I decompiled the White House's new app

The White House released an app on the App Store and Google Play. They posted a blog about it. "Unparalleled access to the Trump Administration."

It took a few minutes to pull the APKs with ADB, and threw them into JADX.

Here is everything I found.

It's a React Native app built with Expo (SDK 54), running on the Hermes JavaScript engine. The backend is WordPress with a custom REST API. The app was built by an entity called "forty-five-press" according to the Expo config.

The actual app logic is compiled into a 5.5 MB Hermes bytecode bundle. The native Java side is just a thin wrapper.

Version 47.0.1. Build 20. Hermes enabled. New Architecture enabled. Nothing weird here. Let's keep going.

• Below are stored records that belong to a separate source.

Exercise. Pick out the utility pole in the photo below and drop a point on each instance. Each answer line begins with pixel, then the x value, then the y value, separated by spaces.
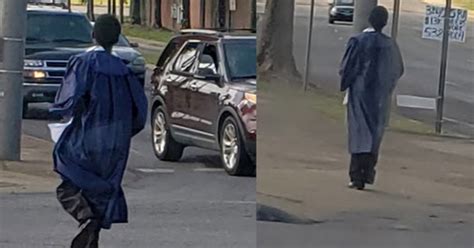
pixel 444 65
pixel 362 9
pixel 90 10
pixel 121 10
pixel 12 42
pixel 308 47
pixel 114 7
pixel 396 17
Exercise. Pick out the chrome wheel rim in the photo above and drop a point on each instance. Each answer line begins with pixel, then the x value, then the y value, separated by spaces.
pixel 230 147
pixel 159 133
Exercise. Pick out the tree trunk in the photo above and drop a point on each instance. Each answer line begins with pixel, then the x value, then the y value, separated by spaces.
pixel 215 13
pixel 90 10
pixel 135 11
pixel 275 46
pixel 143 11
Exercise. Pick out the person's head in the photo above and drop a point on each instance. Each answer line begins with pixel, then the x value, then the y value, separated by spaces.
pixel 378 18
pixel 107 30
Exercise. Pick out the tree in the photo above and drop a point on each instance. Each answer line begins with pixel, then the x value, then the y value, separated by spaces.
pixel 275 45
pixel 135 11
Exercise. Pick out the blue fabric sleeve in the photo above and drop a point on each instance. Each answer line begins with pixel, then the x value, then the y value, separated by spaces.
pixel 74 87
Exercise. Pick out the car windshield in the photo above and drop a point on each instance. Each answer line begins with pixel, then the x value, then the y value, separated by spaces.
pixel 42 28
pixel 345 2
pixel 241 58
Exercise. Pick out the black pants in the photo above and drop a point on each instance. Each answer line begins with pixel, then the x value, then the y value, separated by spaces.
pixel 362 167
pixel 73 201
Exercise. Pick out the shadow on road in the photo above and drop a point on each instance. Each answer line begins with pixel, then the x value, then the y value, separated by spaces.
pixel 209 161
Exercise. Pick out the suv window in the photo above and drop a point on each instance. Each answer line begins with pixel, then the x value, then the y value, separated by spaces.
pixel 48 28
pixel 168 53
pixel 241 58
pixel 187 57
pixel 208 61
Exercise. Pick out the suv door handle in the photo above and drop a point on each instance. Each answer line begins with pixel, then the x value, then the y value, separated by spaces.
pixel 193 86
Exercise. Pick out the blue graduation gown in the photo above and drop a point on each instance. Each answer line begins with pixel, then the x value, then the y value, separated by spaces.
pixel 370 69
pixel 109 107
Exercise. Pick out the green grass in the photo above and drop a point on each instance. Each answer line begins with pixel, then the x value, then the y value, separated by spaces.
pixel 468 4
pixel 330 105
pixel 97 2
pixel 148 33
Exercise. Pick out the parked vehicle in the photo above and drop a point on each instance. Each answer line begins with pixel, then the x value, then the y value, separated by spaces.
pixel 53 36
pixel 341 10
pixel 204 95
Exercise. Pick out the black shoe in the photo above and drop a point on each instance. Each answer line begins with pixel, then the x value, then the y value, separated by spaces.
pixel 370 177
pixel 88 237
pixel 357 185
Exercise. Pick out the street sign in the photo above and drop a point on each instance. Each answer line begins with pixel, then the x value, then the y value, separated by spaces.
pixel 434 23
pixel 232 5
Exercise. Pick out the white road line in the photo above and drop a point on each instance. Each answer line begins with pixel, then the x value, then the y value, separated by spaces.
pixel 234 202
pixel 209 169
pixel 416 102
pixel 158 170
pixel 459 122
pixel 451 83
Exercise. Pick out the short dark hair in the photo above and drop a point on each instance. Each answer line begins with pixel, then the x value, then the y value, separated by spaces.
pixel 378 18
pixel 107 30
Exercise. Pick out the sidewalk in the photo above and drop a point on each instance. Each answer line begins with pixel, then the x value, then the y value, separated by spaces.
pixel 303 161
pixel 34 173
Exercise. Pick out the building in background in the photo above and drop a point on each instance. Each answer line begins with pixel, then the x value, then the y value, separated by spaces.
pixel 179 14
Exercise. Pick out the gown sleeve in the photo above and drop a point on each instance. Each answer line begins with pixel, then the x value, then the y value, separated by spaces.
pixel 349 67
pixel 70 96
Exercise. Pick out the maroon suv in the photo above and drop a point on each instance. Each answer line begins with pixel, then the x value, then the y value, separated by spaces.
pixel 204 95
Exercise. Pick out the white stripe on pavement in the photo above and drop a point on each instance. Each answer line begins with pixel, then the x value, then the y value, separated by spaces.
pixel 459 122
pixel 158 170
pixel 416 102
pixel 209 169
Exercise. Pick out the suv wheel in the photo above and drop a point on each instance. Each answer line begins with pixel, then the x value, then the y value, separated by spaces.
pixel 164 146
pixel 234 156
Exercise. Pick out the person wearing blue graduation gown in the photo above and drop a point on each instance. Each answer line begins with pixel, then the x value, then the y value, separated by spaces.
pixel 370 69
pixel 108 107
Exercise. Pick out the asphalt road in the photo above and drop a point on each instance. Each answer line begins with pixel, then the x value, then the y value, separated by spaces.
pixel 193 203
pixel 422 61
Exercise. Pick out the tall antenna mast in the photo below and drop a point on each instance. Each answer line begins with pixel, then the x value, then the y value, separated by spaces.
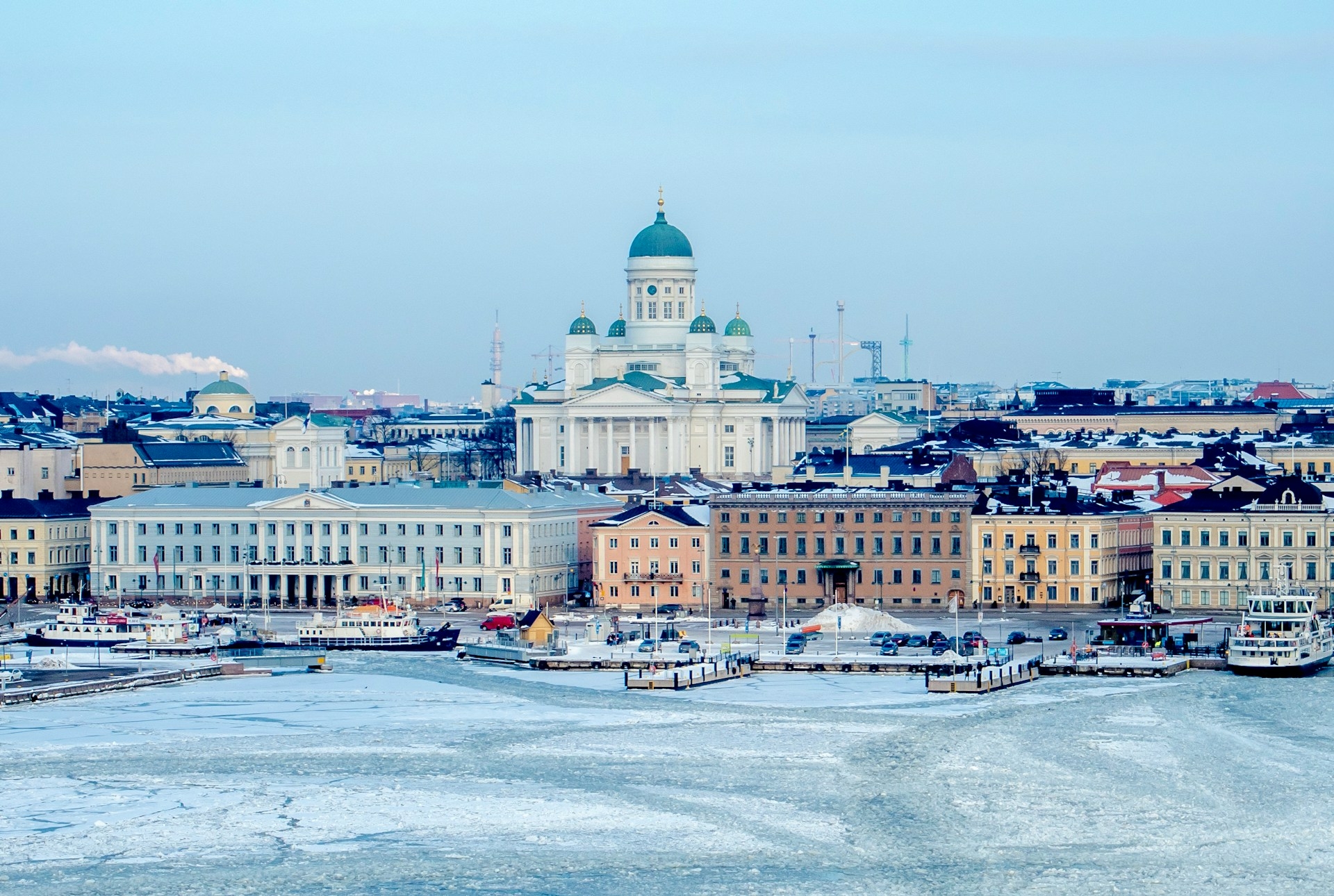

Two things stand out here. First, there's a plugin called withNoLocation. Second, there's a plugin called withStripPermissions. Remember these. They become relevant very soon. OTA updates are disabled. The Expo update infrastructure is compiled in but dormant.

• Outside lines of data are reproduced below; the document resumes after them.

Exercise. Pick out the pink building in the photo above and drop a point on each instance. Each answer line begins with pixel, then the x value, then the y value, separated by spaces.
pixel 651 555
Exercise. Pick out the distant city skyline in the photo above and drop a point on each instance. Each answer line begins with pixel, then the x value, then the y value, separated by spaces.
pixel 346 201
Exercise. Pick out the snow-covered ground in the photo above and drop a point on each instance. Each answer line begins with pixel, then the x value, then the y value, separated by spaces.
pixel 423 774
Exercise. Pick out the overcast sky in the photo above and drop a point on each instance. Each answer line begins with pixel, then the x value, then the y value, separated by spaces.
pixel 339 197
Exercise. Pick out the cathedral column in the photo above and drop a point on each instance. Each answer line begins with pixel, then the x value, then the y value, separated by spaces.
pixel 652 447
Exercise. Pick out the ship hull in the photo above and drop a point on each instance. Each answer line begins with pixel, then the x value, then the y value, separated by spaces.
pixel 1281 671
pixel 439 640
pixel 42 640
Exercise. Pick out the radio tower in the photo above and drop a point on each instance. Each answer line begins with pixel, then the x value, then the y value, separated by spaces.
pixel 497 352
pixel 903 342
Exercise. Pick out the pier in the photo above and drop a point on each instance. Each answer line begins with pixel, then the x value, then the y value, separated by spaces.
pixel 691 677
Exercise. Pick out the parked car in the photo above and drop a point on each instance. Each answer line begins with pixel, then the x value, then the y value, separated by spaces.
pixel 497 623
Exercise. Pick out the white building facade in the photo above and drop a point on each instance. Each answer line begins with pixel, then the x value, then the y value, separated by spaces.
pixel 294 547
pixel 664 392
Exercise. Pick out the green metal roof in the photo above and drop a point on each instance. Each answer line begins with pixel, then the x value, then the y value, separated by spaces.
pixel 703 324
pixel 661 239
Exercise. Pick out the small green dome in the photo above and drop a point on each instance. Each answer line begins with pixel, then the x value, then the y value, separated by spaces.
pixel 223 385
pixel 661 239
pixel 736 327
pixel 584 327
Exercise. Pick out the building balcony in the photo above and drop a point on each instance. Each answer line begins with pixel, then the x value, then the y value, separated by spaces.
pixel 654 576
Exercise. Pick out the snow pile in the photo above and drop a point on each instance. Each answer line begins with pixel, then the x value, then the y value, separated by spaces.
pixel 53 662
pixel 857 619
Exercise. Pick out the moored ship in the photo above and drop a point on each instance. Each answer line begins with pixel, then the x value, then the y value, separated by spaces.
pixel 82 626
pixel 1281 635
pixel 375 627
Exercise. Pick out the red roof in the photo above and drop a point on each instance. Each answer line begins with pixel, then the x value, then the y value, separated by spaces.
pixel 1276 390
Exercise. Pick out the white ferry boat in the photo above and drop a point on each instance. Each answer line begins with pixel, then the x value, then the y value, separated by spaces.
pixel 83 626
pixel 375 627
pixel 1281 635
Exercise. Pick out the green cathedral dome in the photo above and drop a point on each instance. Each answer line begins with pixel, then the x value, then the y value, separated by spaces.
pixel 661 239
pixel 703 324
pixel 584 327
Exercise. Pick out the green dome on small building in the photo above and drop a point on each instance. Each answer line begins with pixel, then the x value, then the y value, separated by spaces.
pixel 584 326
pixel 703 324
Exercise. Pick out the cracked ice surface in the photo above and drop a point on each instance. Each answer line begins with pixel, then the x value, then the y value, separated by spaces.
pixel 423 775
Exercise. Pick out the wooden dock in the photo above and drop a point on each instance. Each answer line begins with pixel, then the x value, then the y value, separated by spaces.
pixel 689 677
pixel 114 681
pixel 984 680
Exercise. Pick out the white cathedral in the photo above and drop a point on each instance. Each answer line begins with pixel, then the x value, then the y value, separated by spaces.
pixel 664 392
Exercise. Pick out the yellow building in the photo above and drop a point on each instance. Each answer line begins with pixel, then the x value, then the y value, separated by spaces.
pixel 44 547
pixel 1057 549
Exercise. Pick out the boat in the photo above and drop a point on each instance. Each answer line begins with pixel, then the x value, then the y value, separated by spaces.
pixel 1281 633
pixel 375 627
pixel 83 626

I extracted every string from the Hermes bytecode bundle and filtered for URLs and API endpoints. The app's content comes from a WordPress REST API at whitehouse.gov with a custom whitehouse/v1 namespace. Here are the endpoints:

• /wp-json/whitehouse/v1/home: Home screen
• /wp-json/whitehouse/v1/news/articles: News articles
• /wp-json/whitehouse/v1/wire: "The Wire" news feed
• /wp-json/whitehouse/v1/live: Live streams
• /wp-json/whitehouse/v1/galleries: Photo galleries
• /wp-json/whitehouse/v1/issues: Policy issues
• /wp-json/whitehouse/v1/priorities: Priorities
• /wp-json/whitehouse/v1/achievements: Achievements
• /wp-json/whitehouse/v1/affordability: Drug pricing
• /wp-json/whitehouse/v1/media-bias: "Media Bias" section
• /wp-json/whitehouse/v1/social/x: X/Twitter feed proxy

Other hardcoded strings from the bundle: "THE TRUMP EFFECT", "Greatest President Ever!", "Text President Trump", "Send a text message to President Trump at 45470", "Visit TrumpRx.gov", "Visit TrumpAccounts.gov". There's also a direct link to the ICE tip reporting form. In a news app. It's a content portal. News, live streams, galleries, policy pages, social media embeds, and promotional material for administration initiatives. All powered by WordPress.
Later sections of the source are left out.